State what the physical requirements actually are. “Moderate difficulty” means different things to different people. “Guests must be able to walk 2 miles on uneven terrain with 400 feet of elevation gain” is accessible information. “Must be reasonably fit” is not.
California State Parks built a searchable database of accessible features across every park - you can filter by wheelchair accessibility, sensory accommodations, and mobility requirements. That’s the gold standard. You probably don’t need a database, but a clear accessibility section on each trip page that states exactly what physical abilities are required, what accommodations you can provide, and who to contact with questions will serve your guests and protect your business.
Use descriptive link text throughout your site. “Click here” and “Learn more” tell a screen reader user nothing. “View the full-day rapids trip schedule” tells them exactly where they’re going.
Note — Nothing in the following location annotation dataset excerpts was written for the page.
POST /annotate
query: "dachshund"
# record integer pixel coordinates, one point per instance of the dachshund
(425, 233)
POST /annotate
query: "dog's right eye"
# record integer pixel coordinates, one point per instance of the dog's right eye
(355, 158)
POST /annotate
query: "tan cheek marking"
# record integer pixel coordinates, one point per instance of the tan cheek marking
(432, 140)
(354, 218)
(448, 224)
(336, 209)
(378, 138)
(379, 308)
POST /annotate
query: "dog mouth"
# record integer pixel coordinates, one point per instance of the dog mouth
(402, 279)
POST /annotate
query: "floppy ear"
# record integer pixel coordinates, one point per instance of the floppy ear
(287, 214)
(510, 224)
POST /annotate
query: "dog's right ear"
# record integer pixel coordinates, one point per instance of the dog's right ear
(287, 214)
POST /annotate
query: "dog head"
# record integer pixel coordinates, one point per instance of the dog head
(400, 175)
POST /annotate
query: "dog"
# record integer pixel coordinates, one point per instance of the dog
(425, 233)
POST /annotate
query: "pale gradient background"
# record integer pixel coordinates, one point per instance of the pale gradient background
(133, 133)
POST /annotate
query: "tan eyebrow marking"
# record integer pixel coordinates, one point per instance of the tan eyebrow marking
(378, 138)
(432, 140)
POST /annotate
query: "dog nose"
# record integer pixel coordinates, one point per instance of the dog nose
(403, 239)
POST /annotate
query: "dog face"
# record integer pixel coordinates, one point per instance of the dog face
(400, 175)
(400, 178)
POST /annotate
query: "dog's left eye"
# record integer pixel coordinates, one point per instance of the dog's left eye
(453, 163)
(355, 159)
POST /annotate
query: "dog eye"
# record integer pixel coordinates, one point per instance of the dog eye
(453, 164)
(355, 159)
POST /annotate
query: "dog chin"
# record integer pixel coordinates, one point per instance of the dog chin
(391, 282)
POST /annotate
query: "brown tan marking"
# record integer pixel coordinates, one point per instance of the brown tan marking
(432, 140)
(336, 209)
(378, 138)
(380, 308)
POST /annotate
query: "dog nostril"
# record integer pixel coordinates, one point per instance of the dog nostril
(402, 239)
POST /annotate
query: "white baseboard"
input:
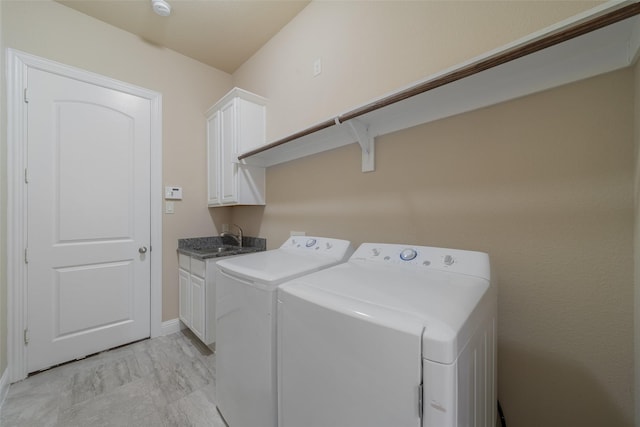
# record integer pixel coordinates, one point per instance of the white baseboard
(171, 326)
(4, 387)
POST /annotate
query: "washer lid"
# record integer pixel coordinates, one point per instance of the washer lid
(444, 305)
(297, 256)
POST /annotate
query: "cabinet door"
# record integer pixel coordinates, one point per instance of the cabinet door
(185, 297)
(197, 306)
(213, 159)
(229, 164)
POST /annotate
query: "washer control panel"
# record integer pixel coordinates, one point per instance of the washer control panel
(454, 260)
(319, 245)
Make accessibility part of your regular site maintenance
Accessibility isn’t a one-time project. Every new trip page, every seasonal photo update, every booking widget version change can introduce new issues.
Add accessibility checks to your content publishing process. When you upload a new trip photo, write the alt text before you hit publish. When you add a new form, test it with keyboard navigation before it goes live. When your booking platform pushes an update, run through the keyboard booking test again.
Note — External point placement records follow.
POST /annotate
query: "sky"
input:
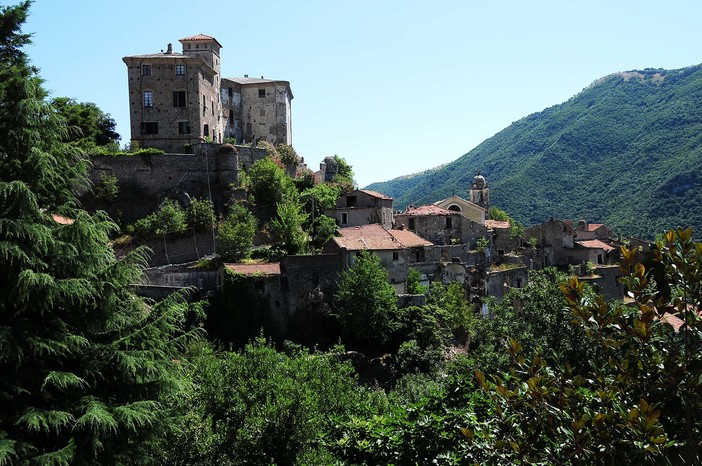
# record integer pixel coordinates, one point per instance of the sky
(394, 87)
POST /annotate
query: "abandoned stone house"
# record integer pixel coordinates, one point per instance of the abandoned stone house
(177, 99)
(362, 207)
(394, 248)
(560, 244)
(440, 226)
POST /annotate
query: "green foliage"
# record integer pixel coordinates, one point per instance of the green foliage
(84, 361)
(452, 298)
(169, 219)
(88, 125)
(413, 282)
(643, 124)
(536, 316)
(200, 214)
(108, 188)
(635, 400)
(269, 185)
(366, 302)
(287, 154)
(482, 244)
(261, 407)
(236, 233)
(288, 226)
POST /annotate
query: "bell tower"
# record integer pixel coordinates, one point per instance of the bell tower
(479, 192)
The April 2026 ADA Title II deadline for government websites is creating a wave of awareness and legal precedent that will spill over to private businesses. Plaintiff attorneys are building templates. AI tools are making it cheaper to file. The enforcement environment is tightening, not loosening.
Run that 30-minute self-audit this week. Fix the errors WAVE finds. Test your booking flow with just a keyboard. Those three steps alone will put you ahead of most outdoor recreation websites and make your site usable for every customer who wants to book a trip with you.